Outro fator é a queda nos preços das commodities. A saca de soja, por exemplo, caiu 18% entre janeiro e maio de 2026, segundo a Conab. Com receita menor e custos fixos (defensivos, fertilizantes, diesel) ainda elevados, a margem do produtor encolheu. Quem não conseguiu travar preço futuro ou contratar seguro rural viu o fluxo de caixa virar negativo.
Recuperação judicial no agro: quem pede e por quê
Os pedidos de recuperação judicial (RJ) no agronegócio também cresceram. Dados da Serasa Experian indicam que, em 2025, foram 230 pedidos de RJ de empresas do setor, alta de 40% sobre 2024. Em 2026, a tendência se mantém: só no primeiro trimestre, foram 68 pedidos, puxados por médios produtores de grãos e pecuaristas.
A recuperação judicial é um instrumento jurídico que permite ao devedor renegociar dívidas com todos os credores sob supervisão da Justiça. No agro, ela é mais comum entre empresas que têm passivos acima de R$ 5 milhões. Pequenos produtores, sem estrutura para arcar com custos processuais, acabam recorrendo a renegociações extrajudiciais ou simplesmente abandonam a atividade.
O que esperar para os próximos meses
A perspectiva para o segundo semestre de 2026 não é animadora. O Banco Central sinaliza que a Selic deve permanecer em dois dígitos até o fim do ano, o que mantém o custo do crédito rural elevado. Além disso, a safra de inverno (milho, trigo) enfrenta riscos climáticos, com previsão de chuvas abaixo da média no Sul.
O governo federal lançou em abril de 2026 uma linha de crédito emergencial para produtores endividados, com juros de 6% ao ano e carência de 12 meses. Até maio, foram emprestados R$ 2,3 bilhões, mas o volume é insuficiente para cobrir os R$ 26 bilhões em atraso.
Como o produtor pode se proteger
Para quem ainda não entrou em inadimplência, algumas medidas reduzem o risco:
- Renegociação antecipada: procurar o banco antes do vencimento da parcela. Muitos bancos oferecem prazos maiores e juros menores para quem renegocia antes de ficar inadimplente.
- Seguro rural: cobre perdas de safra por clima, praga ou preço. O custo médio é de 5% a 8% do valor segurado, mas pode ser subsidiado pelo governo.
- Diversificação de culturas: produtores que plantam soja, milho e algodão têm menor probabilidade de inadimplência do que os que apostam em uma única cultura.
- Contratos futuros: travar preço de venda com antecedência protege contra quedas de mercado.
Perguntas Frequentes
O que é a taxa de inadimplência no crédito rural?
É o percentual do saldo total de empréstimos rurais que está em atraso há mais de 90 dias.

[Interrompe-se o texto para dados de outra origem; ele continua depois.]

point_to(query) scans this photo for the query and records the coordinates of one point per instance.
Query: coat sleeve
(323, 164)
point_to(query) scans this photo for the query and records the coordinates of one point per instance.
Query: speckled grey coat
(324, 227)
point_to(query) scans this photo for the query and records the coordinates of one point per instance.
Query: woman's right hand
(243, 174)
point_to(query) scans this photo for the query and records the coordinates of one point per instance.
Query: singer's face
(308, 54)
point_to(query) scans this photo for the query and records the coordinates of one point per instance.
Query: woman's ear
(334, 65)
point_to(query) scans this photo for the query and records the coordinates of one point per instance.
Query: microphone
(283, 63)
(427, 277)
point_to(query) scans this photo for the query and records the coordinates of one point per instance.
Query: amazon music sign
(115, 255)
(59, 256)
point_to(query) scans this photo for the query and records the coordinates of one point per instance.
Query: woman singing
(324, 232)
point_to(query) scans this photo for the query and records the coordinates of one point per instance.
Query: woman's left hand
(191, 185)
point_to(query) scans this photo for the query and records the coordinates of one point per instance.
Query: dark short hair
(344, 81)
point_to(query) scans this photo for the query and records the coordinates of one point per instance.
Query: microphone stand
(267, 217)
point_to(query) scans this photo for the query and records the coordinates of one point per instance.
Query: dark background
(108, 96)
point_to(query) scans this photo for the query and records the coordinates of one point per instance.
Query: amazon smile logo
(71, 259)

Em maio de 2026, era de 3,8%, segundo o Banco Central.
Quantos pedidos de recuperação judicial o agro registrou em 2025?
Foram 230 pedidos, 40% a mais que em 2024, de acordo com a Serasa Experian.
A reestruturação de dívidas rurais é a mesma coisa que recuperação judicial?
Não. A reestruturação é uma renegociação direta com o banco, sem envolver a Justiça. A recuperação judicial é um processo judicial que envolve todos os credores.
Quais regiões têm maior inadimplência no agro?
O Nordeste lidera, com taxa superior a 5%, seguido pelo Centro-Oeste, com 4,5% em Mato Grosso.
O governo tem programas para ajudar produtores endividados?
Sim, o governo lançou em abril de 2026 uma linha de crédito emergencial com juros de 6% ao ano e carência de 12 meses, mas o volume emprestado até maio foi de R$ 2,3 bilhões.